Friedensstifterin auf Abstellgleis
Von Dominic Iten, Zürich
Die sogenannte Sicherheitskonferenz in München, Gipfeltreffen in Paris, Verhandlungen in Riad – die eine internationale Zusammenkunft ist kaum zu Ende, da folgt bereits die nächste. Die Rolle der Schweiz, die sich noch im Sommer vergangenen Jahres als große Friedensstifterin inszenierte, scheint dabei zunehmend unbestimmt. In München war sie zumindest noch mit dabei, wenn auch nur am Rande. Im Zentrum stand ein sichtlich verzweifelter ukrainischer Präsident, der eine schlagkräftige europäische Armee einforderte, während die EU-Außenkommissarin Kaja Kallas für einen NATO-Beitritt der Ukraine plädierte: Das sei immer noch die beste und billigste Sicherheitsgarantie.
Und US-Vizepräsident J. D. Vance? Der mochte sich in München mit den Sicherheitsinteressen Europas gar nicht mehr wirklich aufhalten – statt dessen attestierte er dem Kontinent ein Demokratieproblem. In seiner Standpauke kritisierte er die angebliche Einschränkung der Meinungsfreiheit, vor allem in bezug auf die anstehenden Bundestagswahlen: In einer Demokratie gebe es keinen Platz für »Brandmauern«. Dass einem wie Vance nicht der Aufstieg faschistoider Kräfte Sorgen bereitet, sondern der Widerstand gegen sie, ist keine Überraschung. Das hätte von einer bürgerlichen Demokratin, wie Karin Keller-Sutter eine ist, kritisiert werden können. Doch die Schweizer Bundespräsidentin von der FDP war nach Vance’ Rede hin und weg: »Ein Plädoyer für die direkte Demokratie« habe er geliefert, meinte sie am Sonnabend gegenüber der Tageszeitung Le Temps.
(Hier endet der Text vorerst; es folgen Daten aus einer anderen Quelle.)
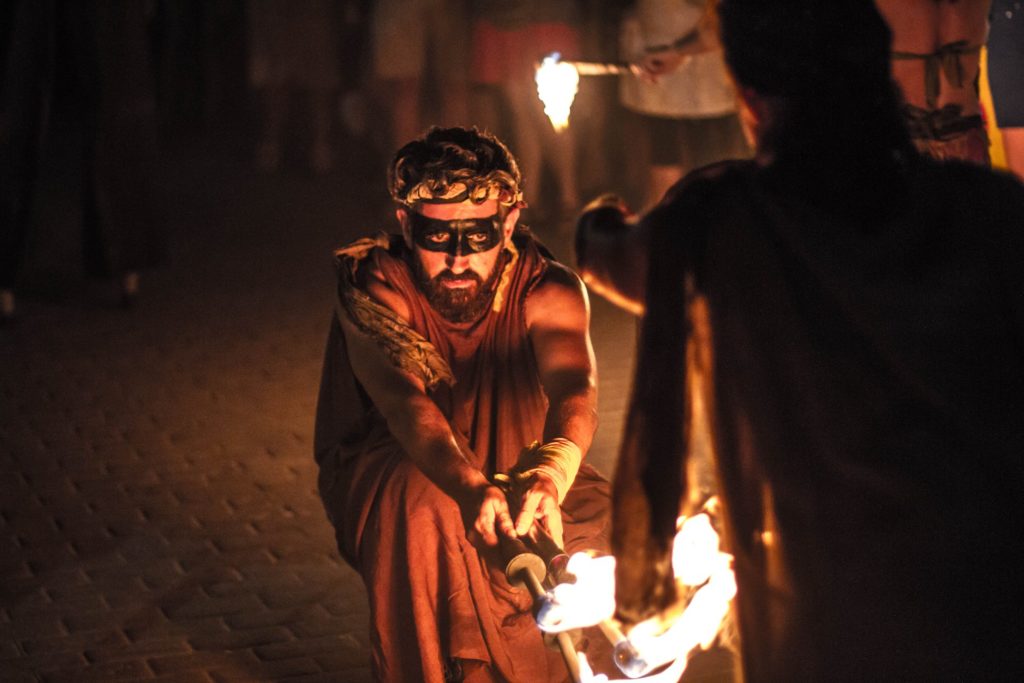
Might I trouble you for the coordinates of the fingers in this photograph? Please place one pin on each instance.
(505, 524)
(494, 516)
(528, 511)
(553, 520)
(485, 524)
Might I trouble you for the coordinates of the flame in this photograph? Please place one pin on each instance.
(589, 601)
(556, 85)
(697, 563)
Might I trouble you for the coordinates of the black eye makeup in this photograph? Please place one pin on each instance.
(459, 237)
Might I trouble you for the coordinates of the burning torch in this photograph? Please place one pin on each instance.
(558, 81)
(699, 566)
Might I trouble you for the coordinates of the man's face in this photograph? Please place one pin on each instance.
(457, 250)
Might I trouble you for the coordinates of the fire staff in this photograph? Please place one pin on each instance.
(844, 317)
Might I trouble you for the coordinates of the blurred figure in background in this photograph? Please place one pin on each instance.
(685, 105)
(510, 37)
(842, 318)
(1006, 78)
(79, 73)
(293, 47)
(416, 42)
(936, 55)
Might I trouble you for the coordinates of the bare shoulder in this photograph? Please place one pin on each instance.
(559, 299)
(380, 290)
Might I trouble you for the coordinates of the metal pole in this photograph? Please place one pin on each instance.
(522, 570)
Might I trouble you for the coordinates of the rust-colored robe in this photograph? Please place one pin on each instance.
(433, 596)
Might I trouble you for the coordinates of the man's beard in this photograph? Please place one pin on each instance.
(459, 304)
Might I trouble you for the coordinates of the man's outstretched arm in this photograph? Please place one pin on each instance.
(426, 436)
(558, 323)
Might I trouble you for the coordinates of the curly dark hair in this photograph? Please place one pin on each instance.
(454, 164)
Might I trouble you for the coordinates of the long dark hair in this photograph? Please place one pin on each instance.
(837, 131)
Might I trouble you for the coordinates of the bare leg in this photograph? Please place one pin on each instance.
(1013, 144)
Vance habe von »liberalen Werten« wie Freiheit und der Möglichkeit zur Meinungsäußerung gesprochen, seine Rede sei »sehr schweizerisch« gewesen.
Keller-Sutters Äußerungen stießen vor allem bei den Zentristen der Partei Die Mitte und den Grünen auf Unverständnis: Vance’ Rede entspreche nicht den Werten und Institutionen der Schweiz. Keller-Sutters Wertschätzung sei »der Schweiz nicht würdig«, hieß es in einer Pressemitteilung der Grünen. Am Mittwoch fühlte sich die Bundespräsidentin dann genötigt zurückzurudern: Sie habe nur über einen Aspekt der Rede gesprochen, sagte sie in der Sendung »Infrarouge« des Senders RTS. Und zwar über die Aussage von Vance, dass man auf die Bevölkerung hören und die Meinungsfreiheit garantieren müsse. Aber auch ihr Parteikollege und Außenminister Ignazio Cassis lobte vor wenigen Tagen die »Ukraine-Friedensinitiative« von US-Präsident Donald Trump. Auf Anfrage des Tagesanzeigers meldete das Außendepartement, »die durch die USA angestoßene neue Dynamik« sei »grundsätzlich zu begrüßen«.
Die rechte Schweizerische Volkspartei sieht die uneingeschränkte Unterstützung Kiews ohnehin kritisch. Gegenüber dem Portal Watson erklärte der Luzerner Nationalrat Franz Grüter am Mittwoch: »Dass sich die USA und Russland annähern, könnte helfen, den Krieg zu beenden.« Bedauerlich finde er allerdings, dass die Verhandlungen in Saudi-Arabien und nicht in der Schweiz stattfinden. Dies sei das Resultat einer »verfehlten Außenpolitik«. Bei der Ukraine-Konferenz in Bürgenstock im vergangenen Sommer habe sich die Schweiz nicht als neutraler Vermittler positioniert, »sondern als Partei – und verliert jetzt ihren Einfluss in der Welt«, so Grüter.
Während zeitengewendete Sozialdemokraten wie die Abgeordnete Franziska Roth noch bedauern, dass die Schweiz nicht zu Emmanuel Macrons Sondergipfel nach Paris eingeladen wurde, weil sie nicht entschlossener »auf der Seite Europas und der Ukraine steht«, macht Trump bereits den nächsten Schritt. Sein Vorgehen legt nicht nur nahe, dass ein Ende des Abnutzungskriegs in der Ukraine über diplomatische Bemühungen wahrscheinlich schon zu einem früheren Zeitpunkt möglich gewesen wäre – er führt auch vor, dass es dazu weder Europa braucht noch vermeintliche Friedensstifterinnen wie die Schweiz.